Austrália passa a tributar gigantes da tecnologia, a menos que paguem meios de comunicação

SYDNEY (Reuters) – A Austrália divulgou projetos de lei na terça-feira que tributariam os gigantes da tecnologia Meta, Google e TikTok, a menos que eles voluntariamente fechem acordos para pagar meios de comunicação locais por notícias.

As empresas de comunicação social tradicionais em todo o mundo estão numa batalha pela sobrevivência, à medida que os leitores consomem cada vez mais as suas notícias nas redes sociais.

A Austrália quer que as grandes empresas de tecnologia compensem os editores locais por compartilharem artigos que geram tráfego em suas plataformas. O primeiro-ministro Anthony Albanese disse que os gigantes da tecnologia Meta, Google e TikTok teriam a chance de fechar acordos de conteúdo com editores de notícias locais.
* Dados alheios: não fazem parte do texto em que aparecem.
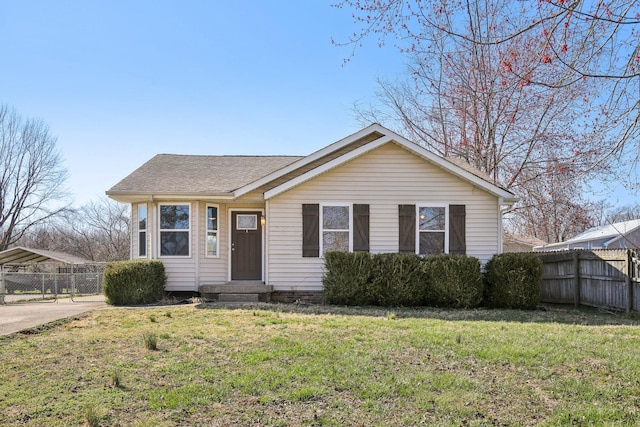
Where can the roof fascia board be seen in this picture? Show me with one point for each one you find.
(311, 158)
(619, 235)
(134, 197)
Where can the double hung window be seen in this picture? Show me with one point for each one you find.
(336, 228)
(432, 230)
(212, 231)
(142, 231)
(174, 230)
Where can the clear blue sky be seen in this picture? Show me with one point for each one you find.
(120, 81)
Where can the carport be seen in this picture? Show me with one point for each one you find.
(27, 273)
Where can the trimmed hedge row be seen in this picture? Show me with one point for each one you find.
(513, 281)
(134, 282)
(408, 280)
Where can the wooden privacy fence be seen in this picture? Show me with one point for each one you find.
(601, 278)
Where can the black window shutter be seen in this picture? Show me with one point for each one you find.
(361, 228)
(407, 229)
(457, 230)
(311, 230)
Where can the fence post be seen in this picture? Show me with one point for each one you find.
(576, 277)
(629, 265)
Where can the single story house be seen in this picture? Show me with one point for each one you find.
(620, 235)
(221, 223)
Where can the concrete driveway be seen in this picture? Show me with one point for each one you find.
(18, 317)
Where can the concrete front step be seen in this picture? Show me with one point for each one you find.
(237, 288)
(238, 298)
(237, 292)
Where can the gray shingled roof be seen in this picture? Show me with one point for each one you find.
(193, 174)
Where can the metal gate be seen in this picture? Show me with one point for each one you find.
(46, 281)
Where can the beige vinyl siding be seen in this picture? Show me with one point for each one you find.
(133, 241)
(383, 178)
(214, 270)
(187, 273)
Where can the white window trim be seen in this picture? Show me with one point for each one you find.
(206, 231)
(160, 230)
(446, 224)
(321, 225)
(145, 230)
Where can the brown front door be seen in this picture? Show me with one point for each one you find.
(246, 246)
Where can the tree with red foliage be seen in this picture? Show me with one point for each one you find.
(515, 89)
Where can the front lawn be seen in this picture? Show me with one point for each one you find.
(321, 366)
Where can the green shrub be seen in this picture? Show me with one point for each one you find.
(347, 277)
(454, 281)
(512, 280)
(134, 282)
(397, 280)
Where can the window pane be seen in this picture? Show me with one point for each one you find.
(174, 243)
(142, 217)
(431, 243)
(212, 244)
(431, 218)
(212, 218)
(335, 241)
(174, 217)
(247, 222)
(335, 217)
(142, 244)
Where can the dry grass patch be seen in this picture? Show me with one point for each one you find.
(272, 365)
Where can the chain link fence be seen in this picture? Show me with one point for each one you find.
(47, 281)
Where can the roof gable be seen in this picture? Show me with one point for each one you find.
(196, 175)
(376, 136)
(231, 177)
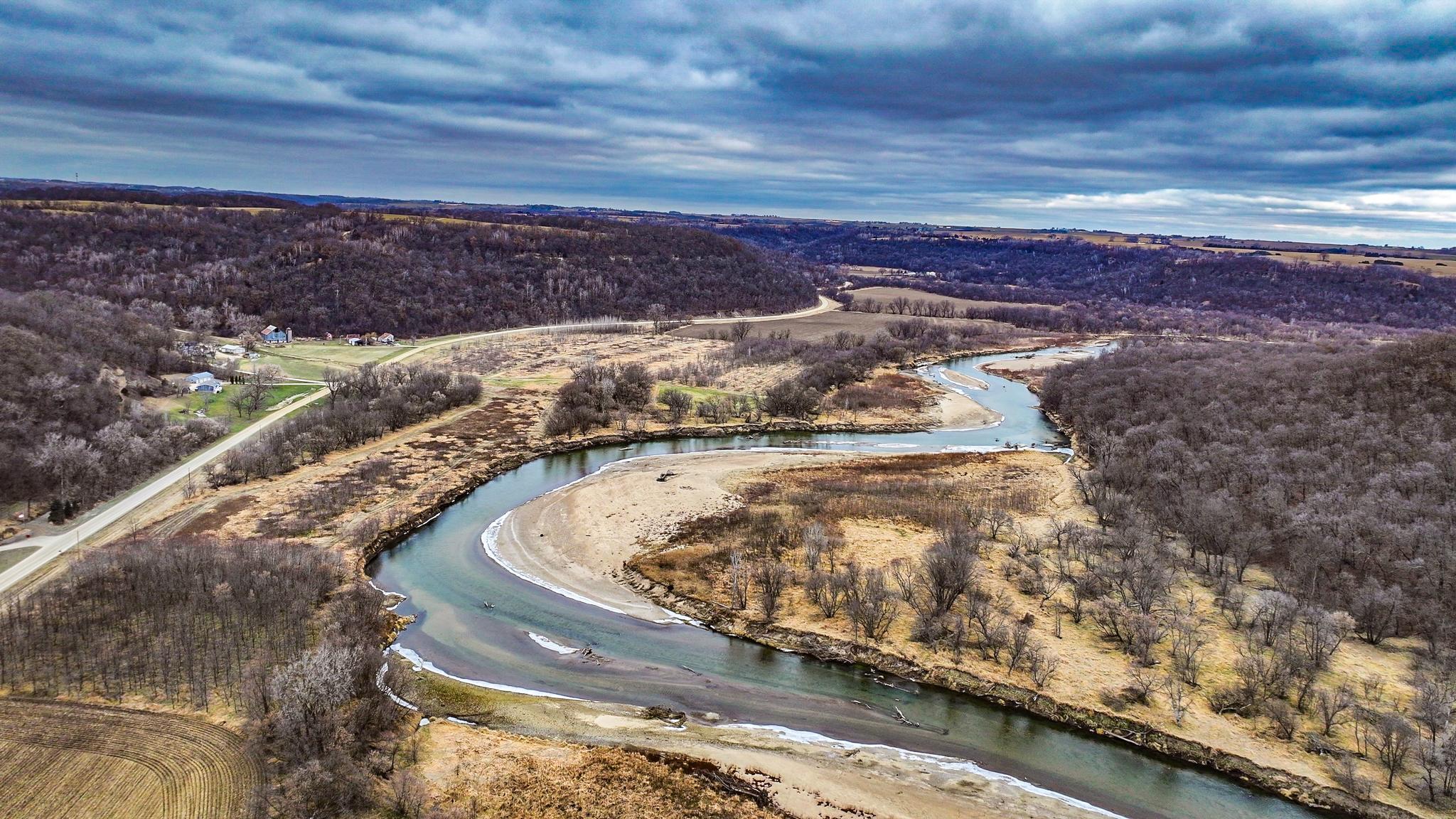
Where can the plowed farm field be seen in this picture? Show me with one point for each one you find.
(66, 759)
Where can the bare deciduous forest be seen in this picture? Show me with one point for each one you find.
(1128, 287)
(73, 368)
(1331, 464)
(271, 630)
(323, 270)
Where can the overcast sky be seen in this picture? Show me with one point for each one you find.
(1260, 119)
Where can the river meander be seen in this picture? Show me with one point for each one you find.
(444, 574)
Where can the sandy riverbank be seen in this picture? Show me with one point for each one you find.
(957, 412)
(964, 379)
(811, 780)
(1033, 370)
(579, 538)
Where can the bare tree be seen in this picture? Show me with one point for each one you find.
(1392, 739)
(1332, 706)
(771, 577)
(737, 580)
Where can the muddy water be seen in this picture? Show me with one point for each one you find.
(447, 576)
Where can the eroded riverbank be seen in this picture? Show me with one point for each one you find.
(447, 576)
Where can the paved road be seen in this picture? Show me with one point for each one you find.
(50, 547)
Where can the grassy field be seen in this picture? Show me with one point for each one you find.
(817, 327)
(219, 408)
(889, 294)
(11, 557)
(62, 759)
(308, 360)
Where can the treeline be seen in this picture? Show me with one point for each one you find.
(623, 397)
(102, 194)
(768, 559)
(363, 405)
(70, 422)
(1113, 286)
(322, 270)
(1329, 464)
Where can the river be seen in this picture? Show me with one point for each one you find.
(444, 574)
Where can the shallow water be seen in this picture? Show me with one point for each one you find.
(446, 576)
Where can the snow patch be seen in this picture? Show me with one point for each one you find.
(551, 645)
(944, 763)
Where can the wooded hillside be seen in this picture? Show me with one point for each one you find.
(322, 270)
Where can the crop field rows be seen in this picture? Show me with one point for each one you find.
(69, 759)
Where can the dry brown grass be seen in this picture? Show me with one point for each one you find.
(62, 759)
(825, 326)
(889, 294)
(514, 777)
(1091, 666)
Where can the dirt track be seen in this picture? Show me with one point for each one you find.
(65, 759)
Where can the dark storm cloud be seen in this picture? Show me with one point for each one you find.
(1293, 119)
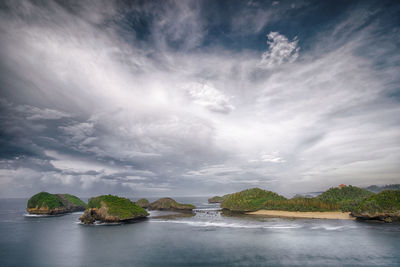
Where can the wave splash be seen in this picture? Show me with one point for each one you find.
(231, 225)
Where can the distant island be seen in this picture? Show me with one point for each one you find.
(168, 204)
(379, 188)
(45, 203)
(343, 202)
(112, 209)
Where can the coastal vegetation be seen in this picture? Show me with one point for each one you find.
(334, 199)
(346, 197)
(250, 200)
(143, 202)
(51, 204)
(170, 205)
(360, 202)
(377, 189)
(109, 208)
(382, 206)
(218, 199)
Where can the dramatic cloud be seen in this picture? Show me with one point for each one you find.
(171, 98)
(280, 50)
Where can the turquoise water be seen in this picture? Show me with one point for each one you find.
(206, 239)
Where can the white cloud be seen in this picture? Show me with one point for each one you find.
(280, 50)
(35, 113)
(208, 96)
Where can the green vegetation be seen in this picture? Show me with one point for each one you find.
(117, 206)
(74, 200)
(377, 189)
(170, 204)
(218, 199)
(144, 203)
(44, 199)
(301, 204)
(334, 199)
(346, 197)
(250, 200)
(387, 201)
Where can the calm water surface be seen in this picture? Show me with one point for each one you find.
(206, 239)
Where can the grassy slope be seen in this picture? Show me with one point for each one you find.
(334, 199)
(44, 199)
(387, 201)
(118, 206)
(143, 202)
(249, 200)
(169, 203)
(74, 200)
(301, 204)
(347, 197)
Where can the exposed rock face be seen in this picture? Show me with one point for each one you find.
(169, 204)
(385, 217)
(111, 209)
(53, 204)
(216, 199)
(144, 203)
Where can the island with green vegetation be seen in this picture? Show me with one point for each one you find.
(384, 206)
(379, 188)
(346, 197)
(218, 199)
(343, 202)
(45, 203)
(168, 204)
(143, 202)
(112, 209)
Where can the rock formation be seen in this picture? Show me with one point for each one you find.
(170, 205)
(53, 204)
(112, 209)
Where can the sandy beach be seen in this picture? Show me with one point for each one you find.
(305, 215)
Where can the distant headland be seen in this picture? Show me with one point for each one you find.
(342, 202)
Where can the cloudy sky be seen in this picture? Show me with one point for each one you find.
(172, 98)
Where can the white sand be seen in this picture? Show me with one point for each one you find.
(307, 215)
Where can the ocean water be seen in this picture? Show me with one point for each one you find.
(205, 239)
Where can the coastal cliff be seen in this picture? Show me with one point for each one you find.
(45, 203)
(168, 204)
(384, 206)
(143, 202)
(112, 209)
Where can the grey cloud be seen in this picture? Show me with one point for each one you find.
(88, 110)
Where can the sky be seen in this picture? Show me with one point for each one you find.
(198, 98)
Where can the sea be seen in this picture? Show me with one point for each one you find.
(206, 238)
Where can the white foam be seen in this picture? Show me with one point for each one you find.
(229, 225)
(331, 228)
(97, 223)
(38, 215)
(207, 209)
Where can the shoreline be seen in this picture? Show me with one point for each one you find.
(333, 215)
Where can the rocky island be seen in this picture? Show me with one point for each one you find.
(343, 202)
(384, 206)
(45, 203)
(143, 202)
(112, 209)
(168, 204)
(218, 199)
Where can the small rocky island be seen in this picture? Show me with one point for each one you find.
(112, 209)
(217, 199)
(343, 202)
(143, 202)
(45, 203)
(168, 204)
(384, 206)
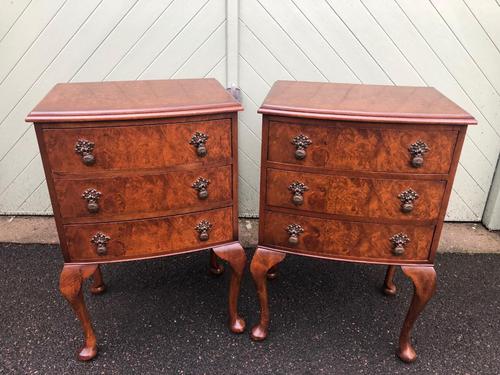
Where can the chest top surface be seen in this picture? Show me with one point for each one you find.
(367, 103)
(127, 100)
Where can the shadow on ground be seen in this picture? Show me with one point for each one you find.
(169, 316)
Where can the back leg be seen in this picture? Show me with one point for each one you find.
(389, 286)
(98, 286)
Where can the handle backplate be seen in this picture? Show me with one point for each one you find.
(100, 240)
(417, 152)
(203, 228)
(399, 241)
(84, 148)
(199, 141)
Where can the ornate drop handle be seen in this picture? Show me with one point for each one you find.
(100, 240)
(297, 188)
(203, 228)
(198, 140)
(301, 142)
(407, 198)
(417, 151)
(201, 185)
(294, 230)
(399, 242)
(84, 148)
(92, 197)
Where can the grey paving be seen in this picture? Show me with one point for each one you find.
(168, 316)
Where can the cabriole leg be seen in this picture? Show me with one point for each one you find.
(424, 282)
(98, 286)
(389, 286)
(272, 273)
(262, 261)
(70, 285)
(215, 267)
(235, 256)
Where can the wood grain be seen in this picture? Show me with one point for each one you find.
(149, 237)
(156, 194)
(122, 100)
(344, 239)
(138, 147)
(361, 148)
(353, 196)
(363, 103)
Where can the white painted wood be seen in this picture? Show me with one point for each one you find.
(24, 32)
(232, 42)
(451, 45)
(491, 216)
(404, 43)
(11, 11)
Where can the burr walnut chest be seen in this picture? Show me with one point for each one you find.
(357, 173)
(137, 170)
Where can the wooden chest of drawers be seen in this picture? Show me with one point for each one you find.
(138, 170)
(357, 173)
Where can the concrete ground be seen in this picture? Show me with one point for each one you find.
(169, 316)
(456, 237)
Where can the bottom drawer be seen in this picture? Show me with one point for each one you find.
(143, 238)
(347, 240)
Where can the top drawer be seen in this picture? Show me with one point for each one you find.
(138, 146)
(375, 149)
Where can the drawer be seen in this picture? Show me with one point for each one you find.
(346, 240)
(136, 147)
(375, 149)
(143, 238)
(134, 195)
(354, 196)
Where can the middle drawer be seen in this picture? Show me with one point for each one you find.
(355, 196)
(137, 195)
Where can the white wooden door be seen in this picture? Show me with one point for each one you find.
(453, 45)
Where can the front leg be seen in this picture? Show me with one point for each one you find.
(424, 282)
(70, 285)
(98, 286)
(389, 286)
(235, 256)
(263, 260)
(215, 267)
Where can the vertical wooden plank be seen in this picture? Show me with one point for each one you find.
(232, 42)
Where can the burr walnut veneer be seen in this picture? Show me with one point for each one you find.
(357, 173)
(138, 170)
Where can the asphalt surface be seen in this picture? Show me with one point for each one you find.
(169, 316)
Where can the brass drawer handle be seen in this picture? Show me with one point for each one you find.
(407, 198)
(100, 240)
(417, 151)
(92, 197)
(84, 148)
(301, 142)
(297, 188)
(294, 230)
(201, 185)
(399, 242)
(203, 228)
(198, 140)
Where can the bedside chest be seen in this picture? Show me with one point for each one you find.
(357, 173)
(138, 170)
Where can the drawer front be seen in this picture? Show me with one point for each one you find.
(354, 196)
(137, 147)
(143, 238)
(122, 197)
(349, 240)
(372, 149)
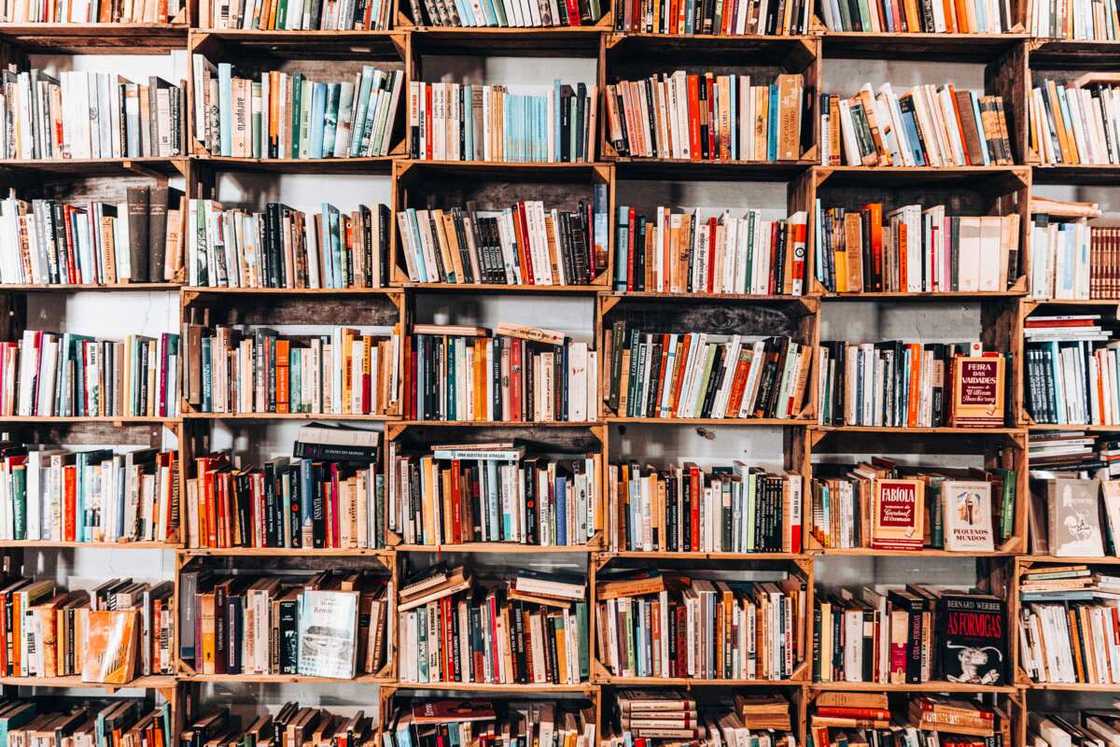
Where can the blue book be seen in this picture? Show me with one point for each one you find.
(318, 114)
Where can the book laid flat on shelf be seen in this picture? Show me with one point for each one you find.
(927, 125)
(526, 244)
(478, 722)
(1067, 627)
(95, 495)
(47, 242)
(75, 375)
(910, 635)
(285, 503)
(1072, 369)
(242, 371)
(309, 15)
(81, 115)
(518, 374)
(699, 375)
(513, 123)
(277, 114)
(915, 250)
(494, 493)
(707, 251)
(896, 383)
(285, 248)
(525, 629)
(698, 627)
(1076, 121)
(673, 117)
(330, 624)
(962, 511)
(714, 509)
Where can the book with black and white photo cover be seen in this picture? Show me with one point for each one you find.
(1073, 510)
(328, 634)
(967, 513)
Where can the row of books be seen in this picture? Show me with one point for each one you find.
(111, 634)
(1072, 373)
(494, 493)
(698, 375)
(310, 15)
(702, 252)
(525, 244)
(1067, 625)
(528, 629)
(925, 127)
(911, 635)
(80, 114)
(240, 371)
(75, 375)
(290, 115)
(507, 13)
(1074, 122)
(876, 504)
(285, 248)
(914, 250)
(329, 624)
(707, 117)
(478, 722)
(291, 725)
(920, 16)
(659, 625)
(692, 509)
(523, 123)
(518, 374)
(49, 242)
(905, 384)
(742, 17)
(98, 495)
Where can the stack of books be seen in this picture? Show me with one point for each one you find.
(292, 117)
(920, 17)
(526, 244)
(479, 722)
(96, 495)
(494, 493)
(692, 509)
(518, 374)
(910, 384)
(90, 115)
(291, 725)
(925, 127)
(1067, 625)
(878, 505)
(327, 625)
(745, 17)
(310, 15)
(285, 248)
(655, 374)
(912, 635)
(112, 721)
(242, 371)
(1072, 123)
(705, 251)
(76, 376)
(50, 242)
(520, 123)
(1072, 370)
(447, 617)
(670, 117)
(915, 250)
(651, 624)
(506, 13)
(111, 634)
Se recusassem, enfrentariam uma taxa obrigatória que equivalia a 2,25% da sua receita australiana, disse ele. “As grandes plataformas digitais não podem evitar as suas obrigações ao abrigo do código de negociação dos meios de comunicação social”, disse Albanese aos jornalistas.

“Neste ponto, as três organizações são Meta, Google e TikTok.” As alterações visam colmatar uma lacuna ao abrigo de uma lei anterior sobre os meios de comunicação social, que permitia às organizações evitar a cobrança de uma taxa caso removessem notícias das suas plataformas. As três empresas foram escolhidas com base numa combinação das suas receitas australianas e do grande número de utilizadores domésticos.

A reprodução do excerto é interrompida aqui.